Residual Neural Networks (ResNets) are a neural network architecture that allows skip connection between various different layers in the neural network. As we increase the number of layers in vanilla neural networks, we observe the performance plateau or even reduce. One reason for this is that as the number of layers increases, it becomes increasingly difficult for the model to learn the identity function. Residual Neural Networks provide skip connections between various which allows the model to learn the identity function easily if required. This allows us to train very deep neural networks with over 100 layers without seeing a drop in performance. Below is a comparison of the performance of a plain neural network and that of a ResNet.
Below is a comparison of the model architecture for a plain 34 layer Neural Network with the model architecture for a 34 layer ResNet. We see the various skip connections present.
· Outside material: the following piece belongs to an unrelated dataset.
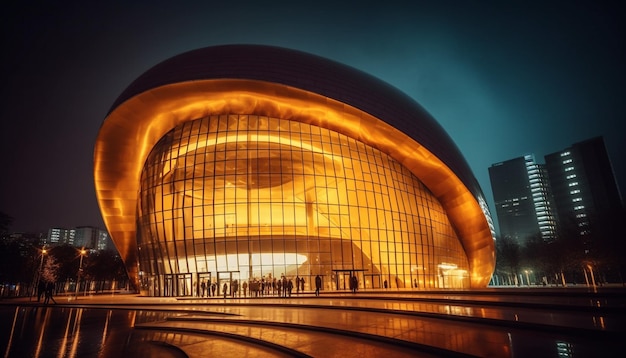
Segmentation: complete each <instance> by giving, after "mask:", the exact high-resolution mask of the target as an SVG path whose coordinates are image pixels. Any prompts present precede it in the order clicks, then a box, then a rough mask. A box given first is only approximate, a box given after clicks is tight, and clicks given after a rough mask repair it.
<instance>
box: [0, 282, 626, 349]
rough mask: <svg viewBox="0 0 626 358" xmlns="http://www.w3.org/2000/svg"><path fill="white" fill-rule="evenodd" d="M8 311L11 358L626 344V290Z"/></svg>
mask: <svg viewBox="0 0 626 358" xmlns="http://www.w3.org/2000/svg"><path fill="white" fill-rule="evenodd" d="M56 301H57V304H49V305H43V304H42V303H37V302H34V301H33V300H29V299H28V298H20V299H4V300H2V301H0V302H2V304H1V305H0V309H2V317H3V320H2V321H3V323H2V326H1V332H0V333H2V337H7V338H3V341H2V346H1V347H2V349H3V350H4V352H5V357H21V356H32V357H47V356H55V357H59V356H64V357H78V356H81V357H89V356H98V357H119V356H120V355H122V356H128V355H131V354H132V355H133V356H150V357H207V356H221V357H244V356H245V357H360V358H363V357H385V356H392V357H394V358H395V357H442V356H443V357H455V356H458V357H595V356H598V355H599V354H600V352H602V354H601V355H602V356H609V357H610V356H616V357H617V356H621V355H620V354H617V353H611V352H615V350H616V349H618V348H620V347H621V341H622V340H623V339H624V338H626V329H625V322H626V313H625V311H626V310H625V308H626V304H625V302H626V290H624V289H623V288H614V289H599V290H598V291H597V292H592V291H590V290H588V289H586V288H577V289H540V288H538V289H524V288H519V289H488V290H481V291H450V292H408V291H406V292H403V291H397V292H389V291H380V292H359V293H356V294H352V293H337V292H332V293H322V294H321V295H320V296H319V297H316V296H314V295H313V294H310V293H305V294H300V295H295V294H294V295H292V297H287V298H283V297H274V296H271V297H262V298H239V297H237V298H230V297H229V298H226V299H224V298H223V297H211V298H206V297H205V298H197V297H181V298H157V297H141V296H138V295H133V294H113V295H111V294H105V295H83V296H79V297H78V299H75V298H74V297H71V296H57V297H56Z"/></svg>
In our project, we have tried out the performance of the PSPnet using Resnet-18, Resnet-34, Resnet-50, Resnet-101 and Resnet-152 as a backbone.
Results
We achieve competitive results on the single human parsing LIP dataset.
Model Name | Epochs | Overall Accuracy | Mean Accuracy | Mean IOU |
---|---|---|---|---|
Resnet 50 | 40 | 0.4782 | 0.1433 | 0.0719 |
Resnet 34 | 30 | 0.4806 | 0.1589 | 0.0790 |
Resnet 18 | 80 | 0.4916 | 0.1577 | 0.0800 |
Resnet 152 | 10 | 0.4957 | 0.1393 | 0.0727 |
Resnet101 | 30 | 0.5008 | 0.1472 | 0.0759 |
Densenet | 80 | 0.4985 | 0.1515 | 0.0788 |
Squeezenet | 80 | 0.5127 | 0.1294 | 0.0712 |
We achieve the highest possible accuracy with Squeezenet with 51.2% overall. This was trained for 80 epochs. The results for various models are for varying epochs due to resource constraints, but the results are representative of various architectures used in the task.
Conclusion
In this project, we have developed tools and systems which can successfully segment a given 2d human image into its parts. To achieve this, we have leveraged the PSPNet framework and implemented various backbones to deepen the understanding of how modern day computer vision models work. We have trained and tested the implemented models qualitatively and reported the results.